Jon Batiste's Grammy Wins Were a Safe Bet
For some, the New Orleanian’s Album of the Year Grammy was a sign of Grammys Being Grammys; really, it was the logical winner.
When Jon Batiste’s We Are won the Grammy on Sunday night for Album of the Year, Jon Caramanica of The New York Times observed that an album that peaked at 86 on Billboard’s album chart was voted the best of the year. The shade was for Grammy voters, not Batiste. After his exuberant performance of “Freedom” during the telecast, Caramanica wrote, “His performances activate the whole body, his message is hard to quibble with and his sense of music is communal. He ended his performance out in the audience, jumping on the table in front of Billie Eilish and Finneas and getting them to sing along with him: “Freeeeeeeedom!”
Batiste also won Best Video, Best American Roots Performance and Best American Roots for “Freedom,” and for me, its success seemed inevitable. First, “Freedom” is a really good, resonant song with a video that blew me away on the first four or five viewings as well. And everything Caramanica said about it is true. Batiste’s ability in performance to turn his body into the physical expression of the song and its central thought helps it transcend the boundaries of the song.
But thinking about Grammy voters and who makes up the Recording Academy helps explain Grammy results in general and why I considered him an odds-on favorite from the start.
Pop music has the highest profile in Grammy World, but all the blues and jazz and folk and classical and world music artists, and all the engineers and producers and liner note writers, and a whole lot of other people indirectly involved in music creation vote too. Many of those fields value clear demonstrations of musicianship more than pop does, and if there is one thing Batiste exudes, it’s musicianship. In many of those fields, fealty to roots is valued, and Batiste makes his abundantly clear.

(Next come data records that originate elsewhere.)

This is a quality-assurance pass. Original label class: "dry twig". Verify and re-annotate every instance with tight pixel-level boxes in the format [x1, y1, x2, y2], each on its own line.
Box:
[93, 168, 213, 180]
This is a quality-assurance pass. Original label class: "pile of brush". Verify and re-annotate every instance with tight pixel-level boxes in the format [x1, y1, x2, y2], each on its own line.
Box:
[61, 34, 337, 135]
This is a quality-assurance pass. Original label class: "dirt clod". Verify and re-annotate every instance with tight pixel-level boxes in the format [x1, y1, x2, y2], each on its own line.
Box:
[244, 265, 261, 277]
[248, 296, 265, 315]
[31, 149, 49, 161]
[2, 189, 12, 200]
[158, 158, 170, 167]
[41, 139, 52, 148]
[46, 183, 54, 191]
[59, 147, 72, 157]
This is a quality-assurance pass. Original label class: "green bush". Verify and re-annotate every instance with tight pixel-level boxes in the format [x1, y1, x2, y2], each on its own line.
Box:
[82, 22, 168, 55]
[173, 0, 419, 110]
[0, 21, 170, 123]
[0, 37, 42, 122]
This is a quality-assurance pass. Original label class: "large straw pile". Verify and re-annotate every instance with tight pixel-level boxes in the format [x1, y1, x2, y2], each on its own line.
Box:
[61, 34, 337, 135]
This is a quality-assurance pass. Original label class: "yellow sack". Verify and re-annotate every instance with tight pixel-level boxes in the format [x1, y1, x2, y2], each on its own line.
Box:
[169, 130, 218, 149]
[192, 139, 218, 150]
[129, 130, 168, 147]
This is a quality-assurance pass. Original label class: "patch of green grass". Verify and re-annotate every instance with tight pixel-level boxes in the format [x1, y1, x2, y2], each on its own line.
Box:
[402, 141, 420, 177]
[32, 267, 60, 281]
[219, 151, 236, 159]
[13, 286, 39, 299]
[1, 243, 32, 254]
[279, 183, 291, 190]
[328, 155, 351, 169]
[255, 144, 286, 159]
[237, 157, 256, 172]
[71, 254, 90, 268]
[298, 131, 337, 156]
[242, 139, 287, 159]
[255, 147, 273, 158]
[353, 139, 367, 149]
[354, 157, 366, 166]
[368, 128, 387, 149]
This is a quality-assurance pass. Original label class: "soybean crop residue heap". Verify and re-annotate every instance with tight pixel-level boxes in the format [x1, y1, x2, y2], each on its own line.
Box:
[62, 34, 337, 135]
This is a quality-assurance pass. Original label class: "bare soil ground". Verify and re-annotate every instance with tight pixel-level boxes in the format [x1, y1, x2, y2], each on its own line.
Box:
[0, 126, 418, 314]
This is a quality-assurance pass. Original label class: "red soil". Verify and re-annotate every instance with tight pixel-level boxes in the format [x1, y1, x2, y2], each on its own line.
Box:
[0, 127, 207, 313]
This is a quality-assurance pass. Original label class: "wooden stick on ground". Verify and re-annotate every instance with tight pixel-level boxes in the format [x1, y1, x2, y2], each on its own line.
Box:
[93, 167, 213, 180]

Older parts of the voting community remember when pop was more popular, and voting for Batiste was a way to cast a vote that’s partly an embrace of classic, populist pop and partly a slap on the wrists to kids these days and their newfangled ways. But despite the soul, gospel, and R&B roots of We Are, its sonics are contemporary, and it sounds current enough that other older voters could vote for it and feel like they were cosigning modern pop and staying current.
It helps that Batiste has a regular TV gig that allows him to show that he’s a professional musician who has the chops and temperament to be the bandleader on The Late Show with Stephen Colbert. Voters could feel comfortable that they were endorsing a real musician and not simply a studio product who’ll never be that good again, but Batiste also has an anarchic streak that gives him some disruptor credibility. He earned his gig on The Late Show when he led Colbert and his Colbert Report audience out of the studio to dance in the Manhattan streets, and that sensibility still manifests itself occasionally on the show.
It’s easy to dump on the Grammys, which always seems a little behind the times. It can’t help it when part of the voting body is laser-focused on the charts while a bigger voting bloc sees the music they’re connected to marginalized by the same charts. The show and the results are always going to be a little schizophrenic, but as Billie Eilish and Finneas shouting along to “Freedom” demonstrated, Batiste might be the lone figure at the intersection point when the Venn diagram of Grammy voters is drawn.